Montembeault et Raymond avaient une « très bonne relation ».

Montembeault ne voulait pas que Raymond parte.

Montembeault est un spectateur dévasté.

Un narratif pratique.

Un narratif qui protège l’image locale du gardien du coin.

Un narratif qui permet au CH de dire :

« Nous avons changé le coach, mais Samuel n’y est pour rien. Ne tapez pas sur lui. Regardez ailleurs. »

Sauf que les faits ne mentent pas.

Raymond était déjà dans la mire de Jeff Gorton depuis longtemps.

C’est la deuxième fois que Gorton le congédie (la première fois à New York).

Raymond n’était pas « l’homme de la direction actuelle ».

Il avait été amené par Ducharme et Bergevin.

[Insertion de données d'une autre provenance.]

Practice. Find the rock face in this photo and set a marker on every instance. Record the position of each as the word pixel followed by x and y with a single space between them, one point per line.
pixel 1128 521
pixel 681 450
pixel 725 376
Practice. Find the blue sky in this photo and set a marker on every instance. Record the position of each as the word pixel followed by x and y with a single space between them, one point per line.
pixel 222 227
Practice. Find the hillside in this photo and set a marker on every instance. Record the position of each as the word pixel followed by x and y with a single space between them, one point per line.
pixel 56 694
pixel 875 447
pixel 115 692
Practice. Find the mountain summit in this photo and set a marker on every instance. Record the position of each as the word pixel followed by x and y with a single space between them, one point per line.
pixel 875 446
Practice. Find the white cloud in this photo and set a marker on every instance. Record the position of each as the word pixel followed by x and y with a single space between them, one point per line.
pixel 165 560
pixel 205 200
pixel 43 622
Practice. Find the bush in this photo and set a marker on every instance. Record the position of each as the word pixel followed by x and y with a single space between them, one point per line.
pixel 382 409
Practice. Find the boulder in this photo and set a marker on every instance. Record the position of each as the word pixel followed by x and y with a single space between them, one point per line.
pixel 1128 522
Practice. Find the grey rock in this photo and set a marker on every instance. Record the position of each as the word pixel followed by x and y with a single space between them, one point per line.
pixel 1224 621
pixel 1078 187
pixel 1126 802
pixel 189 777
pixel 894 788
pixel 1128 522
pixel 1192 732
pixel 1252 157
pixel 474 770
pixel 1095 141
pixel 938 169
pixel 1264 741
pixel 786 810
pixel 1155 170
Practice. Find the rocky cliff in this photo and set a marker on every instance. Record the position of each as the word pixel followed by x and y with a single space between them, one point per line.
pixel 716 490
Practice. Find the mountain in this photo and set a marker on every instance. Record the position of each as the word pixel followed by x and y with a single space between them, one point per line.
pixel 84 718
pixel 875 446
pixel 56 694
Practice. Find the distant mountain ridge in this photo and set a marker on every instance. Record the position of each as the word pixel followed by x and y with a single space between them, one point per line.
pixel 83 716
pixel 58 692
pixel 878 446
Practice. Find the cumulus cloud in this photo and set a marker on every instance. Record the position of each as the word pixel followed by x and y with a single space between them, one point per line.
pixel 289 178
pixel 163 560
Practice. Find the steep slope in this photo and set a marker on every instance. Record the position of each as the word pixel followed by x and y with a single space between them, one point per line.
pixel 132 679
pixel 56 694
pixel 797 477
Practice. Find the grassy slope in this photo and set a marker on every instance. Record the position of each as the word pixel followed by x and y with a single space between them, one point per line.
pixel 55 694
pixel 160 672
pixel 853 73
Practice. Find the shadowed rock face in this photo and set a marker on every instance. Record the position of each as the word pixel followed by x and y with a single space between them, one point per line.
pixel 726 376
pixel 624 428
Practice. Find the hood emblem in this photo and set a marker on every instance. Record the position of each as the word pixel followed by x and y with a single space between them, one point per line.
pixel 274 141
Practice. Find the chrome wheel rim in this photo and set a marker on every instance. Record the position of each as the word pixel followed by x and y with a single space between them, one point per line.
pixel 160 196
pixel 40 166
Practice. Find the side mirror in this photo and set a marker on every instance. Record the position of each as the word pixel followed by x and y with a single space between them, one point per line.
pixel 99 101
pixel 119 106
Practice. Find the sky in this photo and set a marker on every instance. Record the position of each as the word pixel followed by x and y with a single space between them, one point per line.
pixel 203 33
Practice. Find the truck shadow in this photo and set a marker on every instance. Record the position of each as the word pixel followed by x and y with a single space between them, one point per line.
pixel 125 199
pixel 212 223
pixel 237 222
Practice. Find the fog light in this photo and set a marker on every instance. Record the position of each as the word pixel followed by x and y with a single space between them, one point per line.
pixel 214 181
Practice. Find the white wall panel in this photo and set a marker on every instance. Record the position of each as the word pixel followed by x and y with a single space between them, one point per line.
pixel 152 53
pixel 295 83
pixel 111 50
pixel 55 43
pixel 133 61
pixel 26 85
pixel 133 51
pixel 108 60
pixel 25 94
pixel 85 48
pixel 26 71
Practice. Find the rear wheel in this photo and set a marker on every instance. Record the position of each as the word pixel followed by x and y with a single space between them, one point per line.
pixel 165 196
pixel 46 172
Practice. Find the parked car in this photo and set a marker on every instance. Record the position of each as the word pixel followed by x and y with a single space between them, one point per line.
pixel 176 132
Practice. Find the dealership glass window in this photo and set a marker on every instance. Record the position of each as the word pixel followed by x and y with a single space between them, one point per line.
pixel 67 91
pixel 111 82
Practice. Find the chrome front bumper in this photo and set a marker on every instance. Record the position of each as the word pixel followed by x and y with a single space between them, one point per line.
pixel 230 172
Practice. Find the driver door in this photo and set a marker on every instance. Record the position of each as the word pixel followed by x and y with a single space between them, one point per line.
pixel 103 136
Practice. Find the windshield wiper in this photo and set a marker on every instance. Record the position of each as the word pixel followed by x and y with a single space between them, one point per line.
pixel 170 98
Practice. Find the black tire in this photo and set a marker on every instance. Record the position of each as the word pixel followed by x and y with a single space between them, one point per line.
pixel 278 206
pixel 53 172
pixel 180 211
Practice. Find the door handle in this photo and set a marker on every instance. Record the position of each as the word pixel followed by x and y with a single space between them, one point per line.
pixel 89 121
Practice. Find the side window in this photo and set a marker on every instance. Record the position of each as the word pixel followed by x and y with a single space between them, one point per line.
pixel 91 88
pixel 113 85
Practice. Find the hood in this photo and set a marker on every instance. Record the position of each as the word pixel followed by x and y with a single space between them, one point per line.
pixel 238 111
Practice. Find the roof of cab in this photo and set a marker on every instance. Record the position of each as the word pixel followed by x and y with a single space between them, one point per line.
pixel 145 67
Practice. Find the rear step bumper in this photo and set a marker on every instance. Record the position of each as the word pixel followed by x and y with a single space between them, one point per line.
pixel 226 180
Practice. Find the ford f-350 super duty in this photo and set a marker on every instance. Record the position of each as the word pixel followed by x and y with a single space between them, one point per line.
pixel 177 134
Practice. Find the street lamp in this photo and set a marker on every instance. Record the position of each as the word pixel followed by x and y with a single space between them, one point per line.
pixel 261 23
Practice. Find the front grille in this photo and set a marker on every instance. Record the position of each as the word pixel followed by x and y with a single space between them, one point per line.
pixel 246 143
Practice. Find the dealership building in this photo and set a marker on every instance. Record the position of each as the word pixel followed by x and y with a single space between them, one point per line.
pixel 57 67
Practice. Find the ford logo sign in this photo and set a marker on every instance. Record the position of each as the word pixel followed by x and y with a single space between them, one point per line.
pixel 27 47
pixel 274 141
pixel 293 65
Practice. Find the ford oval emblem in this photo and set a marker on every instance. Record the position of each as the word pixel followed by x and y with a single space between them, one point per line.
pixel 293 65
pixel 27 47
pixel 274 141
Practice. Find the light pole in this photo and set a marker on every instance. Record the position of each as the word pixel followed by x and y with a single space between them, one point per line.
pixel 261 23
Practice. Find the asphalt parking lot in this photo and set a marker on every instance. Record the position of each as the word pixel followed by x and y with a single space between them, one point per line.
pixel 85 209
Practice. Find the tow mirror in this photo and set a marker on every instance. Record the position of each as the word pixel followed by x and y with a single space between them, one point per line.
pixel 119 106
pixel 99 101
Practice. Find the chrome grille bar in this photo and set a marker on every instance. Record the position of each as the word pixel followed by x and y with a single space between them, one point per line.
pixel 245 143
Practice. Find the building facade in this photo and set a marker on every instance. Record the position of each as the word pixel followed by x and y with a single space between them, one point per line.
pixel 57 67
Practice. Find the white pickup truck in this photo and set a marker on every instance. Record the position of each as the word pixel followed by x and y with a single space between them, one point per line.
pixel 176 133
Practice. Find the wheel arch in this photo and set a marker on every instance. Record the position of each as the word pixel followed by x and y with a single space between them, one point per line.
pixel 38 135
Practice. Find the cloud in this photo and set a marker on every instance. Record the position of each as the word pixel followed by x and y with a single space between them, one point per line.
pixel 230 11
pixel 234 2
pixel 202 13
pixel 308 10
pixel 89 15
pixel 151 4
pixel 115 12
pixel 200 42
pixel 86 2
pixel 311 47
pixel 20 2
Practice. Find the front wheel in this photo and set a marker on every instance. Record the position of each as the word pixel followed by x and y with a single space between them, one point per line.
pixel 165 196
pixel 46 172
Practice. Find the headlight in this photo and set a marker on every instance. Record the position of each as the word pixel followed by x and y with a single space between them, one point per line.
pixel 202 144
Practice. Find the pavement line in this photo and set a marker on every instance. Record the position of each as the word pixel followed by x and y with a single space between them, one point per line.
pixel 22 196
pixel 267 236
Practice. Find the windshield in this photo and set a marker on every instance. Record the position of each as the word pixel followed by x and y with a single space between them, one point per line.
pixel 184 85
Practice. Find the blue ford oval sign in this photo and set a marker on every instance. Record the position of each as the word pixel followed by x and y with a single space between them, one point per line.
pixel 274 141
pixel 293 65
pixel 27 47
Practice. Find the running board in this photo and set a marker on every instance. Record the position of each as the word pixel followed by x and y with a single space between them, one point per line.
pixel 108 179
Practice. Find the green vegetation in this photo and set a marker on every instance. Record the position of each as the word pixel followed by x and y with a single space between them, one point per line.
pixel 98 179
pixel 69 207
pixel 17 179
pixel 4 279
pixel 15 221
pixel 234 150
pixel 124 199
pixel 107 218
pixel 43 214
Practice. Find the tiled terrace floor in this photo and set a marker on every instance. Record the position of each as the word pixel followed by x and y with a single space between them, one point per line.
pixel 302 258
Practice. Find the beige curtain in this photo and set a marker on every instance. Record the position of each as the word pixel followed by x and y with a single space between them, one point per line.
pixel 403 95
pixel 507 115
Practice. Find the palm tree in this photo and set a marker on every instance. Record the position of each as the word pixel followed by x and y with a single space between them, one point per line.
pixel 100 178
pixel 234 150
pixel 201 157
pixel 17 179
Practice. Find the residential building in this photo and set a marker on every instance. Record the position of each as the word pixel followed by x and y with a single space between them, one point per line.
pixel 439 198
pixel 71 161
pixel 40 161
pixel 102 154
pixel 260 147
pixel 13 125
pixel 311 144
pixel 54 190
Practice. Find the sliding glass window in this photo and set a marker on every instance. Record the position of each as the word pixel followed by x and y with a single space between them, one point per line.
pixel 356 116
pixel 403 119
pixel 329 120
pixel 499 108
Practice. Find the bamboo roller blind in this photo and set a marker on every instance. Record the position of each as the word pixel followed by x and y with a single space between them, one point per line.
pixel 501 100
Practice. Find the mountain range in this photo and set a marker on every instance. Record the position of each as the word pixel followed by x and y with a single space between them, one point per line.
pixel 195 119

Les performances des gardiens n’étaient pas simplement moyennes : elles compromettaient directement la progression de l’équipe.

Et surtout : le départ de Raymond survient exactement au moment où l’on sent une rupture interne, une déconnexion technique, humaine, émotionnelle, avec les gardiens du CH.

Alors, vraiment, est-ce que Montembeault n’a rien à voir là-dedans ?

Est-ce vraiment aussi simple que « Samuel est sous le choc » ?

Ou est-ce que l’organisation cherche à nous empêcher de poser les mauvaises questions ?

On veut nous vendre la version Disney. Mais la réalité, elle, est plus complexe.

Quand Renaud Lavoie ajoute :

« On voulait crever l’abcès, sans savoir si le bobo est guéri »,

Il ne se rend même pas compte de ce qu’il avoue.

Un abcès, par définition, implique une infection.

Une accumulation de tension.

Une pression interne qui a trop duré.

Un climat malsain.

On ne congédie pas un entraîneur des gardiens seul, en plein cœur d’une saison, pour une simple question de performance statistique.

C’est rarissime.

C’est violent.

C’est politique.

Et quand c’est la deuxième fois que Gorton vous met dehors, ça ne s’appelle plus un hasard : ça s’appelle un verdict sur votre méthode.

Et maintenant ?

Maintenant, la pression n’est plus sur Raymond.

Elle est sur Montembeault.

Marco Marciano arrive.

Respecté.

Adoré à Laval.

Réputé pour relancer des carrières, pour stabiliser les esprits, pour structurer des gardiens en perte de repères.

Et soudain, Montembeault n’a plus de bouclier.

Plus de paratonnerre.

Plus de responsables autour de lui.

Comme l’a dit Lavoie :

« La pression est plus que jamais sur les gardiens. »

Soit Samuel rebondit maintenant… soit l’organisation devra poser la prochaine question inconfortable.

Parce que derrière les portes closes, une vérité circule déjà : si Dobeš continue d’émerger… et si Fowler s’en vient…

Montembeault pourrait ne plus être dans le plan d’ici un an.

Alors oui, l’organisation tente de nous faire pleurer avec cette histoire de « choc » et de « ce n’est pas sa faute ».

Mais on le sait tous :

Quand une équipe commence à contrôler autant le message, c’est que la vraie histoire fait encore beaucoup plus mal.